David Stacy, of the Human Rights Campaign, said his organization is “disappointed” with the confirmation and will watch to see if the Education Department takes actions to rescind LGBTQ rights. “She is now charged with ensuring that LGBTQ students around the country are able to go to school in a safe environment where they can learn without compromising who they are,” Stacy said. “We hope our substantial concerns about her commitment to maintaining and advancing protections for LGBTQ students are disproven by her actions. But, if instead she moves to roll back legal protections or fails to enforcement them, we will fight every step of the way to ensure LGBTQ students are safe and respected in their schools.”

All Democrats in the Senate and two Republicans voted against DeVos. Vice President Mike Pence broke the 50-50 tie to assure DeVos’ confirmation.

Senator Patrick Leahy of Vermont expressed his concern about DeVos by saying, “Mrs. DeVos and her family have contributed to anti-LGBT causes and anti-women’s health efforts, which are in direct conflict to the one who is supposed to lead the Department of Education. How can a nominee disagree with the mission of the Department of Education and be fit to oversee that agency and promote the civil rights of schools and college campuses?”

Senator Tammy Baldwin of Wisconsin, who is the only out lesbian in Congress, declared her opposition to DeVos before the confirmation vote and said that she’s “troubled” by the DeVos family’s contributions to anti-LGBT organizations.  “While she told me and several of my colleagues at her hearing that she believes all students should be treated equally, I really remain concerned about how this long history of support for these anti-LGBTQ organizations will influence a department which, over the last eight years, has shown some tremendous leadership in supporting LGBTQ students and parents in the education system,” said Baldwin.

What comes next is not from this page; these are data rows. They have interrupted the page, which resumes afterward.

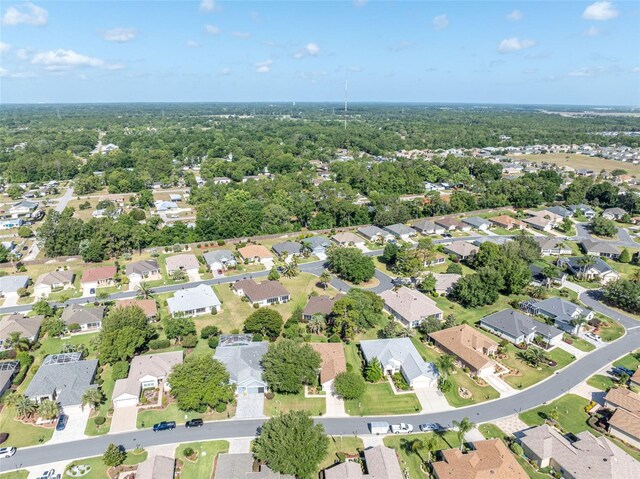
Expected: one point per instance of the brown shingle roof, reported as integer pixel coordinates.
(333, 360)
(490, 459)
(466, 343)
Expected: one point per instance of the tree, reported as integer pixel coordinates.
(463, 427)
(114, 455)
(48, 409)
(350, 264)
(349, 385)
(265, 321)
(125, 331)
(289, 365)
(200, 382)
(292, 444)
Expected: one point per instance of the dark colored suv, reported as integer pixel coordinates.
(164, 426)
(195, 423)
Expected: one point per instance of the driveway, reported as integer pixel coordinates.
(250, 406)
(124, 419)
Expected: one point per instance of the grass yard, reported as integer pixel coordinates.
(600, 381)
(378, 400)
(99, 470)
(571, 415)
(207, 453)
(410, 461)
(150, 417)
(282, 403)
(346, 444)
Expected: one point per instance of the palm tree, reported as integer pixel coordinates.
(325, 277)
(48, 409)
(18, 342)
(463, 427)
(144, 291)
(92, 397)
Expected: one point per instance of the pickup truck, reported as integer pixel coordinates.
(402, 427)
(164, 426)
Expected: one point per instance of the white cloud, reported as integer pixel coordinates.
(120, 35)
(61, 60)
(600, 11)
(509, 45)
(515, 16)
(27, 13)
(592, 32)
(440, 22)
(312, 49)
(264, 67)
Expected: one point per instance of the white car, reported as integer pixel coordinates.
(6, 452)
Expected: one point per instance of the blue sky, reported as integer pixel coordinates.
(554, 52)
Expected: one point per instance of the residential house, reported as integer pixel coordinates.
(375, 234)
(262, 294)
(586, 457)
(550, 246)
(182, 262)
(445, 282)
(477, 223)
(94, 278)
(599, 270)
(563, 313)
(602, 249)
(488, 459)
(348, 239)
(243, 466)
(86, 318)
(149, 306)
(147, 270)
(625, 422)
(156, 466)
(400, 355)
(322, 305)
(47, 283)
(470, 346)
(428, 227)
(255, 253)
(194, 301)
(507, 222)
(614, 214)
(241, 356)
(519, 328)
(461, 249)
(333, 363)
(409, 306)
(63, 378)
(148, 371)
(400, 231)
(380, 462)
(220, 260)
(28, 327)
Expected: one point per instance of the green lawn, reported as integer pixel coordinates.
(99, 470)
(345, 444)
(282, 403)
(410, 461)
(150, 417)
(601, 382)
(378, 400)
(571, 415)
(207, 453)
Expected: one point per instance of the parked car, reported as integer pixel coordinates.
(197, 422)
(402, 427)
(6, 452)
(62, 422)
(164, 426)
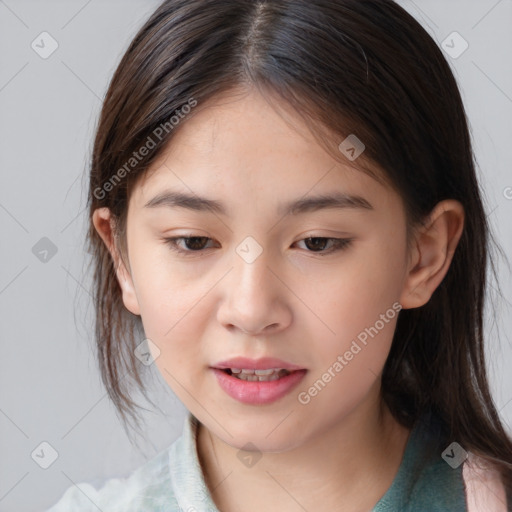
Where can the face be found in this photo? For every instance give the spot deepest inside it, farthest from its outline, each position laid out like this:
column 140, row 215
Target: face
column 318, row 288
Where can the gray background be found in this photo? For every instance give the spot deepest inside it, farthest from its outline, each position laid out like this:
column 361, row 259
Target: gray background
column 49, row 386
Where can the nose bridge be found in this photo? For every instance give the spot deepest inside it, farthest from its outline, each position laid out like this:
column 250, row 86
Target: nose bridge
column 252, row 299
column 251, row 268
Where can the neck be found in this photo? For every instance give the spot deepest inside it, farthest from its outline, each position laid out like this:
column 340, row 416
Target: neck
column 347, row 466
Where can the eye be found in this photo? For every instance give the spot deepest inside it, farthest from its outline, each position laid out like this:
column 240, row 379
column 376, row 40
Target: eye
column 196, row 244
column 319, row 243
column 192, row 243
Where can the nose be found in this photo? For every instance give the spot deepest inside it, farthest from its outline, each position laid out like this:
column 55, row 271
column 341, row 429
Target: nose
column 254, row 296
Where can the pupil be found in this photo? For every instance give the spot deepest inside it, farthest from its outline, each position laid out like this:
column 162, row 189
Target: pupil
column 323, row 241
column 195, row 238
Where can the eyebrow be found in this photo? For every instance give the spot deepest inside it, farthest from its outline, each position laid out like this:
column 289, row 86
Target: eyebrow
column 336, row 200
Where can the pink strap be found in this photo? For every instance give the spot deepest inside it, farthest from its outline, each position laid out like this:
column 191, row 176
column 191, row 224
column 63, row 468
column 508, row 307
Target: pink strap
column 484, row 488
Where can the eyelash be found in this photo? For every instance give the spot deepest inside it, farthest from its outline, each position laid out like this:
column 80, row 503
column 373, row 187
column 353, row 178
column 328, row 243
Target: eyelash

During her confirmation hearing, DeVos denied having anti-LGBTQ views, saying she’s “never supported” conversion therapy and the anti-LGBTQ donations were from her family, not her or her husband. According to the American Federation of Teachers, a foundation run by DeVos and her husband, contributed $100,000 to the Institute for Marriage and Public Policy, which opposed marriage equality.

As the leader of the Education Department, DeVos could rescind protections that the Obama administration started that interprets federal law to prohibit schools from discriminating against transgender students or denying them access to the restroom consistent with their gender identity.